A ready-to-run script is provided at examples/mixgrpo_trainer/qwen_image/run_qwen_image_ocr_lora_mixgrpo.sh. The default config uses a 10-step trajectory with a 2-step window (random strategy), matching the FlowGRPO baseline’s inference budget:

algorithm.adv_estimator=flow_grpo
actor_rollout_ref.model.algorithm=mix_grpo
actor_rollout_ref.actor.diffusion_loss.loss_mode=flow_grpo
actor_rollout_ref.rollout.algo.sample_strategy=random
actor_rollout_ref.rollout.algo.sde_window_seed=42
actor_rollout_ref.rollout.algo.sde_window_size=2
actor_rollout_ref.rollout.algo.sde_window_range=[0,5]
actor_rollout_ref.rollout.algo.noise_level=1.2
actor_rollout_ref.rollout.algo.sde_type=sde

The first and third lines pin the cascaded estimator/loss back to flow_grpo; see Caveat: cascade vs. validators.

Tuning guide

The two most impactful parameters are num_inference_steps (rollout trajectory length) and sde_window_size (how many steps use SDE).

Setting	`num_inference_steps`	`sde_window_size`	`sample_strategy`	Speed	Quality
Fast (default)	10	2	`random`	~7 min/step	Good — matches FlowGRPO budget
Long trajectory	50	4	`progressive`	~23 min/step	Higher reward baseline, but gradients are diluted (only 8% of trajectory is SDE)

Guidelines:

Start with the default (10 steps, window 2). This gives the fastest iteration and strongest learning signal per step because a larger fraction of the trajectory contributes to gradients.
Increase num_inference_steps (e.g. 50) when image quality at rollout time is important and you can afford the wall-clock cost.

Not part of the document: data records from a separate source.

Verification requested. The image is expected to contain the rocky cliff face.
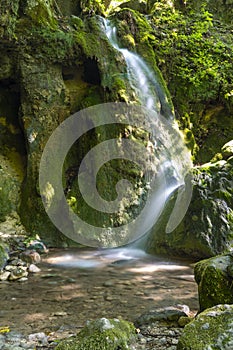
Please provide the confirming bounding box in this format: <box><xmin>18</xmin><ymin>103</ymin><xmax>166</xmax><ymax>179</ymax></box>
<box><xmin>0</xmin><ymin>0</ymin><xmax>232</xmax><ymax>254</ymax></box>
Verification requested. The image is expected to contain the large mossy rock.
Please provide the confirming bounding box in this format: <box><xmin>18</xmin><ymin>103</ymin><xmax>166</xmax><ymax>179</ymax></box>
<box><xmin>146</xmin><ymin>158</ymin><xmax>233</xmax><ymax>260</ymax></box>
<box><xmin>177</xmin><ymin>305</ymin><xmax>233</xmax><ymax>350</ymax></box>
<box><xmin>55</xmin><ymin>318</ymin><xmax>136</xmax><ymax>350</ymax></box>
<box><xmin>194</xmin><ymin>253</ymin><xmax>233</xmax><ymax>311</ymax></box>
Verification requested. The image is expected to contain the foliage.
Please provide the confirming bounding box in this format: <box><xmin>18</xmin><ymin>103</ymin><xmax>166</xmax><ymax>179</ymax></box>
<box><xmin>151</xmin><ymin>2</ymin><xmax>233</xmax><ymax>102</ymax></box>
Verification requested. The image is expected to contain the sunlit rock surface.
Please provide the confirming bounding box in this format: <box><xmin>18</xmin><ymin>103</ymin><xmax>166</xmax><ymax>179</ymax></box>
<box><xmin>194</xmin><ymin>253</ymin><xmax>233</xmax><ymax>310</ymax></box>
<box><xmin>177</xmin><ymin>304</ymin><xmax>233</xmax><ymax>350</ymax></box>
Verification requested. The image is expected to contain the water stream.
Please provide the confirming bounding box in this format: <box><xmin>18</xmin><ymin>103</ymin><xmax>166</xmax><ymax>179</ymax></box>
<box><xmin>104</xmin><ymin>19</ymin><xmax>174</xmax><ymax>120</ymax></box>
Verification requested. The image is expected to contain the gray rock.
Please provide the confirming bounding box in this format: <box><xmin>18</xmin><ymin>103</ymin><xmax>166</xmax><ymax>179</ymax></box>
<box><xmin>135</xmin><ymin>306</ymin><xmax>188</xmax><ymax>327</ymax></box>
<box><xmin>177</xmin><ymin>305</ymin><xmax>233</xmax><ymax>350</ymax></box>
<box><xmin>145</xmin><ymin>160</ymin><xmax>233</xmax><ymax>260</ymax></box>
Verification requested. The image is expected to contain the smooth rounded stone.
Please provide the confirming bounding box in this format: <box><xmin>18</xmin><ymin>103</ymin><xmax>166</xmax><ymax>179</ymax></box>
<box><xmin>20</xmin><ymin>249</ymin><xmax>41</xmax><ymax>264</ymax></box>
<box><xmin>17</xmin><ymin>277</ymin><xmax>28</xmax><ymax>282</ymax></box>
<box><xmin>28</xmin><ymin>240</ymin><xmax>49</xmax><ymax>254</ymax></box>
<box><xmin>178</xmin><ymin>316</ymin><xmax>193</xmax><ymax>327</ymax></box>
<box><xmin>221</xmin><ymin>140</ymin><xmax>233</xmax><ymax>159</ymax></box>
<box><xmin>28</xmin><ymin>264</ymin><xmax>41</xmax><ymax>273</ymax></box>
<box><xmin>194</xmin><ymin>254</ymin><xmax>233</xmax><ymax>311</ymax></box>
<box><xmin>28</xmin><ymin>332</ymin><xmax>48</xmax><ymax>346</ymax></box>
<box><xmin>9</xmin><ymin>266</ymin><xmax>28</xmax><ymax>281</ymax></box>
<box><xmin>103</xmin><ymin>281</ymin><xmax>115</xmax><ymax>287</ymax></box>
<box><xmin>177</xmin><ymin>304</ymin><xmax>233</xmax><ymax>350</ymax></box>
<box><xmin>135</xmin><ymin>306</ymin><xmax>188</xmax><ymax>327</ymax></box>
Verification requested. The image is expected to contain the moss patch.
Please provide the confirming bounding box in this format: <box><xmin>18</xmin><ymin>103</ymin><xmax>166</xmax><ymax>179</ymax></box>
<box><xmin>55</xmin><ymin>318</ymin><xmax>136</xmax><ymax>350</ymax></box>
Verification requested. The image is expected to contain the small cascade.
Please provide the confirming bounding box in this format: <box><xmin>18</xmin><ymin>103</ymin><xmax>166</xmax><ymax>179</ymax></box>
<box><xmin>104</xmin><ymin>19</ymin><xmax>174</xmax><ymax>119</ymax></box>
<box><xmin>103</xmin><ymin>19</ymin><xmax>192</xmax><ymax>249</ymax></box>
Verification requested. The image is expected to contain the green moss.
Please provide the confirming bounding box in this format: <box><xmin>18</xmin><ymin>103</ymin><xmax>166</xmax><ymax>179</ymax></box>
<box><xmin>150</xmin><ymin>1</ymin><xmax>233</xmax><ymax>163</ymax></box>
<box><xmin>24</xmin><ymin>0</ymin><xmax>57</xmax><ymax>29</ymax></box>
<box><xmin>194</xmin><ymin>255</ymin><xmax>233</xmax><ymax>311</ymax></box>
<box><xmin>177</xmin><ymin>305</ymin><xmax>233</xmax><ymax>350</ymax></box>
<box><xmin>55</xmin><ymin>318</ymin><xmax>136</xmax><ymax>350</ymax></box>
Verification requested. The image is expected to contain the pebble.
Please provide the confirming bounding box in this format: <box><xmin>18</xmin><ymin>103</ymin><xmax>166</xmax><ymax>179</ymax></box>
<box><xmin>28</xmin><ymin>264</ymin><xmax>41</xmax><ymax>273</ymax></box>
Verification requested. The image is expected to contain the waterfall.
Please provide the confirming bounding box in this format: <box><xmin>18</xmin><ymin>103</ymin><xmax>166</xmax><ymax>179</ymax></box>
<box><xmin>103</xmin><ymin>19</ymin><xmax>192</xmax><ymax>249</ymax></box>
<box><xmin>104</xmin><ymin>19</ymin><xmax>174</xmax><ymax>120</ymax></box>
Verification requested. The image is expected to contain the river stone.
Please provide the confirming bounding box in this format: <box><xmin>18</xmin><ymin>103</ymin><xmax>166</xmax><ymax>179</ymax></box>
<box><xmin>135</xmin><ymin>306</ymin><xmax>188</xmax><ymax>327</ymax></box>
<box><xmin>177</xmin><ymin>304</ymin><xmax>233</xmax><ymax>350</ymax></box>
<box><xmin>194</xmin><ymin>254</ymin><xmax>233</xmax><ymax>311</ymax></box>
<box><xmin>55</xmin><ymin>318</ymin><xmax>136</xmax><ymax>350</ymax></box>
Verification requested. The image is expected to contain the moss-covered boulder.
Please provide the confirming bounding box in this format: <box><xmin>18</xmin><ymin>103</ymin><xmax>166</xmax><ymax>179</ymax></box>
<box><xmin>177</xmin><ymin>305</ymin><xmax>233</xmax><ymax>350</ymax></box>
<box><xmin>55</xmin><ymin>318</ymin><xmax>136</xmax><ymax>350</ymax></box>
<box><xmin>194</xmin><ymin>253</ymin><xmax>233</xmax><ymax>311</ymax></box>
<box><xmin>146</xmin><ymin>158</ymin><xmax>233</xmax><ymax>259</ymax></box>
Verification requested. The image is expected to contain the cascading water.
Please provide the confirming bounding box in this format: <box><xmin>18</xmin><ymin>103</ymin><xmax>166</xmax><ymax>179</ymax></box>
<box><xmin>104</xmin><ymin>19</ymin><xmax>174</xmax><ymax>119</ymax></box>
<box><xmin>40</xmin><ymin>15</ymin><xmax>191</xmax><ymax>264</ymax></box>
<box><xmin>103</xmin><ymin>19</ymin><xmax>192</xmax><ymax>246</ymax></box>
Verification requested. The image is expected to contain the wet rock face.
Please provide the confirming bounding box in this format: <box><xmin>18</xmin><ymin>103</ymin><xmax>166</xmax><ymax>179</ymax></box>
<box><xmin>0</xmin><ymin>154</ymin><xmax>21</xmax><ymax>222</ymax></box>
<box><xmin>147</xmin><ymin>158</ymin><xmax>233</xmax><ymax>259</ymax></box>
<box><xmin>194</xmin><ymin>254</ymin><xmax>233</xmax><ymax>311</ymax></box>
<box><xmin>177</xmin><ymin>305</ymin><xmax>233</xmax><ymax>350</ymax></box>
<box><xmin>55</xmin><ymin>318</ymin><xmax>136</xmax><ymax>350</ymax></box>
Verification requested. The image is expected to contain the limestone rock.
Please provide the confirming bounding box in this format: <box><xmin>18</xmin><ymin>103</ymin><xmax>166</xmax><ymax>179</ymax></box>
<box><xmin>146</xmin><ymin>160</ymin><xmax>233</xmax><ymax>260</ymax></box>
<box><xmin>177</xmin><ymin>305</ymin><xmax>233</xmax><ymax>350</ymax></box>
<box><xmin>0</xmin><ymin>154</ymin><xmax>21</xmax><ymax>222</ymax></box>
<box><xmin>135</xmin><ymin>306</ymin><xmax>188</xmax><ymax>327</ymax></box>
<box><xmin>194</xmin><ymin>254</ymin><xmax>233</xmax><ymax>310</ymax></box>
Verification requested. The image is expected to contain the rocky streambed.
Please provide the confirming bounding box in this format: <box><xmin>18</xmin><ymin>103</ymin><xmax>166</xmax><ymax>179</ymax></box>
<box><xmin>0</xmin><ymin>249</ymin><xmax>198</xmax><ymax>349</ymax></box>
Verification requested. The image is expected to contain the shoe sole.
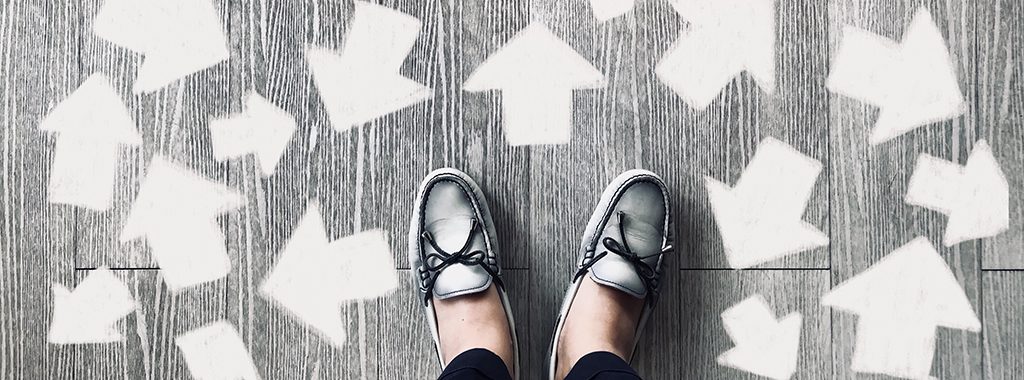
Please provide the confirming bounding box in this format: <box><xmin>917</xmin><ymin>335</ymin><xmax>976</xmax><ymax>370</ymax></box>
<box><xmin>409</xmin><ymin>168</ymin><xmax>519</xmax><ymax>379</ymax></box>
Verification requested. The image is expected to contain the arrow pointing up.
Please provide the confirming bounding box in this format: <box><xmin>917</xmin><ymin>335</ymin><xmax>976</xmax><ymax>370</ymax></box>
<box><xmin>905</xmin><ymin>140</ymin><xmax>1010</xmax><ymax>247</ymax></box>
<box><xmin>705</xmin><ymin>137</ymin><xmax>828</xmax><ymax>268</ymax></box>
<box><xmin>463</xmin><ymin>23</ymin><xmax>606</xmax><ymax>145</ymax></box>
<box><xmin>654</xmin><ymin>0</ymin><xmax>775</xmax><ymax>109</ymax></box>
<box><xmin>92</xmin><ymin>0</ymin><xmax>230</xmax><ymax>93</ymax></box>
<box><xmin>174</xmin><ymin>320</ymin><xmax>260</xmax><ymax>380</ymax></box>
<box><xmin>39</xmin><ymin>74</ymin><xmax>142</xmax><ymax>211</ymax></box>
<box><xmin>306</xmin><ymin>1</ymin><xmax>433</xmax><ymax>131</ymax></box>
<box><xmin>210</xmin><ymin>92</ymin><xmax>295</xmax><ymax>177</ymax></box>
<box><xmin>718</xmin><ymin>295</ymin><xmax>803</xmax><ymax>379</ymax></box>
<box><xmin>821</xmin><ymin>238</ymin><xmax>981</xmax><ymax>379</ymax></box>
<box><xmin>46</xmin><ymin>266</ymin><xmax>135</xmax><ymax>344</ymax></box>
<box><xmin>121</xmin><ymin>156</ymin><xmax>245</xmax><ymax>291</ymax></box>
<box><xmin>260</xmin><ymin>205</ymin><xmax>398</xmax><ymax>347</ymax></box>
<box><xmin>825</xmin><ymin>7</ymin><xmax>967</xmax><ymax>144</ymax></box>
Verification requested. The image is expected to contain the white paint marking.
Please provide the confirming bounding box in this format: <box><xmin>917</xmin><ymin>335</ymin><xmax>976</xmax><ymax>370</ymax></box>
<box><xmin>210</xmin><ymin>92</ymin><xmax>296</xmax><ymax>177</ymax></box>
<box><xmin>825</xmin><ymin>7</ymin><xmax>967</xmax><ymax>144</ymax></box>
<box><xmin>705</xmin><ymin>137</ymin><xmax>828</xmax><ymax>268</ymax></box>
<box><xmin>718</xmin><ymin>295</ymin><xmax>803</xmax><ymax>380</ymax></box>
<box><xmin>121</xmin><ymin>156</ymin><xmax>245</xmax><ymax>292</ymax></box>
<box><xmin>46</xmin><ymin>266</ymin><xmax>136</xmax><ymax>344</ymax></box>
<box><xmin>654</xmin><ymin>0</ymin><xmax>775</xmax><ymax>109</ymax></box>
<box><xmin>306</xmin><ymin>1</ymin><xmax>433</xmax><ymax>131</ymax></box>
<box><xmin>821</xmin><ymin>238</ymin><xmax>981</xmax><ymax>379</ymax></box>
<box><xmin>92</xmin><ymin>0</ymin><xmax>230</xmax><ymax>93</ymax></box>
<box><xmin>260</xmin><ymin>204</ymin><xmax>398</xmax><ymax>347</ymax></box>
<box><xmin>905</xmin><ymin>140</ymin><xmax>1010</xmax><ymax>247</ymax></box>
<box><xmin>174</xmin><ymin>320</ymin><xmax>260</xmax><ymax>380</ymax></box>
<box><xmin>39</xmin><ymin>74</ymin><xmax>142</xmax><ymax>211</ymax></box>
<box><xmin>463</xmin><ymin>23</ymin><xmax>606</xmax><ymax>145</ymax></box>
<box><xmin>590</xmin><ymin>0</ymin><xmax>636</xmax><ymax>22</ymax></box>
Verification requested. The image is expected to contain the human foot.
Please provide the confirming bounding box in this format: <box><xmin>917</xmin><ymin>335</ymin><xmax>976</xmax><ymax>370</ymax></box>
<box><xmin>549</xmin><ymin>170</ymin><xmax>672</xmax><ymax>379</ymax></box>
<box><xmin>409</xmin><ymin>169</ymin><xmax>518</xmax><ymax>377</ymax></box>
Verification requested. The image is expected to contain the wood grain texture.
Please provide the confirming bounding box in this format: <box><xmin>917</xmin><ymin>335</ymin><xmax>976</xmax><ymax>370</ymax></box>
<box><xmin>982</xmin><ymin>271</ymin><xmax>1024</xmax><ymax>380</ymax></box>
<box><xmin>671</xmin><ymin>270</ymin><xmax>831</xmax><ymax>379</ymax></box>
<box><xmin>977</xmin><ymin>0</ymin><xmax>1024</xmax><ymax>269</ymax></box>
<box><xmin>828</xmin><ymin>0</ymin><xmax>981</xmax><ymax>379</ymax></box>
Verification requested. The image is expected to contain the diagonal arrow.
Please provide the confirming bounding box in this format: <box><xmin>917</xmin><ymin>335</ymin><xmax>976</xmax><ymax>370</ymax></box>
<box><xmin>306</xmin><ymin>1</ymin><xmax>433</xmax><ymax>131</ymax></box>
<box><xmin>825</xmin><ymin>7</ymin><xmax>967</xmax><ymax>144</ymax></box>
<box><xmin>46</xmin><ymin>266</ymin><xmax>136</xmax><ymax>344</ymax></box>
<box><xmin>39</xmin><ymin>74</ymin><xmax>142</xmax><ymax>211</ymax></box>
<box><xmin>92</xmin><ymin>0</ymin><xmax>230</xmax><ymax>93</ymax></box>
<box><xmin>705</xmin><ymin>137</ymin><xmax>828</xmax><ymax>268</ymax></box>
<box><xmin>174</xmin><ymin>320</ymin><xmax>260</xmax><ymax>380</ymax></box>
<box><xmin>121</xmin><ymin>156</ymin><xmax>245</xmax><ymax>291</ymax></box>
<box><xmin>463</xmin><ymin>23</ymin><xmax>606</xmax><ymax>145</ymax></box>
<box><xmin>654</xmin><ymin>0</ymin><xmax>775</xmax><ymax>109</ymax></box>
<box><xmin>260</xmin><ymin>204</ymin><xmax>398</xmax><ymax>346</ymax></box>
<box><xmin>821</xmin><ymin>238</ymin><xmax>981</xmax><ymax>379</ymax></box>
<box><xmin>718</xmin><ymin>295</ymin><xmax>803</xmax><ymax>379</ymax></box>
<box><xmin>210</xmin><ymin>92</ymin><xmax>296</xmax><ymax>177</ymax></box>
<box><xmin>905</xmin><ymin>140</ymin><xmax>1010</xmax><ymax>247</ymax></box>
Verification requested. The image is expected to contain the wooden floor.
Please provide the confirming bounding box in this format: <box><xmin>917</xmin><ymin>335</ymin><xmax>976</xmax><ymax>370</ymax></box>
<box><xmin>0</xmin><ymin>0</ymin><xmax>1024</xmax><ymax>379</ymax></box>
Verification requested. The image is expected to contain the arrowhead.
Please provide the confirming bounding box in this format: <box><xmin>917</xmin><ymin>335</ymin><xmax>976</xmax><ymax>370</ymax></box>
<box><xmin>174</xmin><ymin>320</ymin><xmax>260</xmax><ymax>380</ymax></box>
<box><xmin>210</xmin><ymin>92</ymin><xmax>296</xmax><ymax>177</ymax></box>
<box><xmin>705</xmin><ymin>138</ymin><xmax>828</xmax><ymax>268</ymax></box>
<box><xmin>655</xmin><ymin>0</ymin><xmax>775</xmax><ymax>109</ymax></box>
<box><xmin>718</xmin><ymin>296</ymin><xmax>803</xmax><ymax>379</ymax></box>
<box><xmin>463</xmin><ymin>23</ymin><xmax>606</xmax><ymax>92</ymax></box>
<box><xmin>821</xmin><ymin>238</ymin><xmax>981</xmax><ymax>331</ymax></box>
<box><xmin>39</xmin><ymin>74</ymin><xmax>142</xmax><ymax>145</ymax></box>
<box><xmin>260</xmin><ymin>205</ymin><xmax>397</xmax><ymax>346</ymax></box>
<box><xmin>47</xmin><ymin>267</ymin><xmax>135</xmax><ymax>344</ymax></box>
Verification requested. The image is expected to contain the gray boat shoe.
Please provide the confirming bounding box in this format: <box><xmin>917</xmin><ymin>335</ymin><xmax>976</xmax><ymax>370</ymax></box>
<box><xmin>548</xmin><ymin>169</ymin><xmax>673</xmax><ymax>380</ymax></box>
<box><xmin>409</xmin><ymin>168</ymin><xmax>519</xmax><ymax>379</ymax></box>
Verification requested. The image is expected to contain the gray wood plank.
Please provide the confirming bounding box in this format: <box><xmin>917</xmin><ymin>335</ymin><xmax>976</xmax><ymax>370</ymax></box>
<box><xmin>671</xmin><ymin>269</ymin><xmax>831</xmax><ymax>379</ymax></box>
<box><xmin>0</xmin><ymin>1</ymin><xmax>82</xmax><ymax>379</ymax></box>
<box><xmin>982</xmin><ymin>271</ymin><xmax>1024</xmax><ymax>380</ymax></box>
<box><xmin>828</xmin><ymin>0</ymin><xmax>981</xmax><ymax>378</ymax></box>
<box><xmin>977</xmin><ymin>0</ymin><xmax>1024</xmax><ymax>269</ymax></box>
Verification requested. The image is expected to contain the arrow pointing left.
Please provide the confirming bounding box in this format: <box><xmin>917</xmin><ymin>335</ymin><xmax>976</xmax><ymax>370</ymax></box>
<box><xmin>46</xmin><ymin>266</ymin><xmax>136</xmax><ymax>344</ymax></box>
<box><xmin>39</xmin><ymin>74</ymin><xmax>142</xmax><ymax>211</ymax></box>
<box><xmin>260</xmin><ymin>204</ymin><xmax>398</xmax><ymax>347</ymax></box>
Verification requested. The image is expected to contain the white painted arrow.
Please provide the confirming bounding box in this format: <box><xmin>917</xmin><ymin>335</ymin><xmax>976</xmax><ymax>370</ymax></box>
<box><xmin>260</xmin><ymin>204</ymin><xmax>398</xmax><ymax>346</ymax></box>
<box><xmin>463</xmin><ymin>23</ymin><xmax>606</xmax><ymax>145</ymax></box>
<box><xmin>92</xmin><ymin>0</ymin><xmax>230</xmax><ymax>93</ymax></box>
<box><xmin>825</xmin><ymin>7</ymin><xmax>967</xmax><ymax>144</ymax></box>
<box><xmin>821</xmin><ymin>238</ymin><xmax>981</xmax><ymax>379</ymax></box>
<box><xmin>39</xmin><ymin>74</ymin><xmax>142</xmax><ymax>211</ymax></box>
<box><xmin>121</xmin><ymin>156</ymin><xmax>245</xmax><ymax>291</ymax></box>
<box><xmin>174</xmin><ymin>320</ymin><xmax>260</xmax><ymax>380</ymax></box>
<box><xmin>210</xmin><ymin>92</ymin><xmax>295</xmax><ymax>177</ymax></box>
<box><xmin>654</xmin><ymin>0</ymin><xmax>775</xmax><ymax>109</ymax></box>
<box><xmin>590</xmin><ymin>0</ymin><xmax>636</xmax><ymax>22</ymax></box>
<box><xmin>718</xmin><ymin>295</ymin><xmax>803</xmax><ymax>380</ymax></box>
<box><xmin>306</xmin><ymin>1</ymin><xmax>433</xmax><ymax>131</ymax></box>
<box><xmin>705</xmin><ymin>137</ymin><xmax>828</xmax><ymax>268</ymax></box>
<box><xmin>905</xmin><ymin>140</ymin><xmax>1010</xmax><ymax>247</ymax></box>
<box><xmin>46</xmin><ymin>266</ymin><xmax>136</xmax><ymax>344</ymax></box>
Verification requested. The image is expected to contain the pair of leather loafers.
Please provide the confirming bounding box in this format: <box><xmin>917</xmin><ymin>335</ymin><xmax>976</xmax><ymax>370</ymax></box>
<box><xmin>409</xmin><ymin>169</ymin><xmax>672</xmax><ymax>379</ymax></box>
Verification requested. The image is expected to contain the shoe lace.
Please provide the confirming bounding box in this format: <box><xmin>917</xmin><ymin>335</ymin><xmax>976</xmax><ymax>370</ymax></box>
<box><xmin>572</xmin><ymin>211</ymin><xmax>673</xmax><ymax>299</ymax></box>
<box><xmin>419</xmin><ymin>218</ymin><xmax>501</xmax><ymax>302</ymax></box>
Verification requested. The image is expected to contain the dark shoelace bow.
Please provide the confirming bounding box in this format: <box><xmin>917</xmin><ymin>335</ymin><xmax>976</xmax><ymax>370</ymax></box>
<box><xmin>573</xmin><ymin>211</ymin><xmax>672</xmax><ymax>299</ymax></box>
<box><xmin>419</xmin><ymin>218</ymin><xmax>499</xmax><ymax>302</ymax></box>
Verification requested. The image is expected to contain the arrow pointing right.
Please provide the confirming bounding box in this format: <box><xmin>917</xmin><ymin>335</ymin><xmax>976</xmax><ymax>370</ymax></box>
<box><xmin>705</xmin><ymin>137</ymin><xmax>828</xmax><ymax>268</ymax></box>
<box><xmin>463</xmin><ymin>23</ymin><xmax>605</xmax><ymax>145</ymax></box>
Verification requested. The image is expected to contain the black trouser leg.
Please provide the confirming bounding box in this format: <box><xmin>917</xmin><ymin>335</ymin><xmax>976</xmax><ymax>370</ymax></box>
<box><xmin>438</xmin><ymin>348</ymin><xmax>512</xmax><ymax>380</ymax></box>
<box><xmin>565</xmin><ymin>351</ymin><xmax>641</xmax><ymax>380</ymax></box>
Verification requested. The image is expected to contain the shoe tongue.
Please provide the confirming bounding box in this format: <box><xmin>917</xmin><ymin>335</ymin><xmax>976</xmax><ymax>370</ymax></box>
<box><xmin>423</xmin><ymin>217</ymin><xmax>492</xmax><ymax>299</ymax></box>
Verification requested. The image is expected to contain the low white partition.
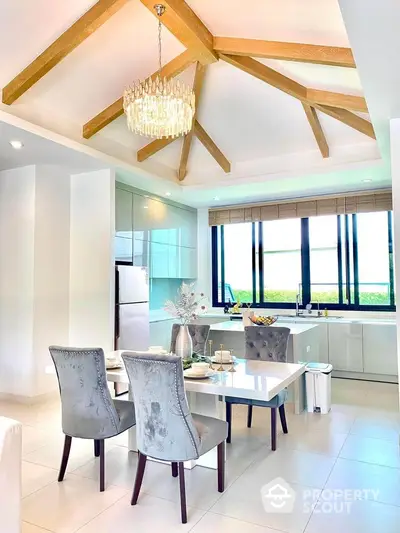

Pair with a proportionally larger sde_window_size (e.g. 4) to keep the gradient signal strong.
sde_window_size / num_inference_steps ratio controls the trade-off: a higher ratio means more gradient signal per step but higher SDE cost; a lower ratio is cheaper but gradients are noisier.
sample_strategy: use random for short trajectories (window positions are already well-covered); use progressive with iters_per_group for long trajectories to ensure systematic coverage.
Validation always uses the deterministic ODE path (noise_level=0) regardless of training settings.

References

MixGRPO: J. Li et al., MixGRPO: Unlocking Flow-based GRPO Efficiency with Mixed ODE-SDE, arXiv:2507.21802.
MixGRPO repo: https://github.com/Tencent-Hunyuan/MixGRPO.
FlowGRPO: Y. Liu et al., Flow-GRPO: Training Flow Matching Models via Online RL, arXiv:2505.05470.
Coefficients-Preserving Sampling: arXiv:2509.05952.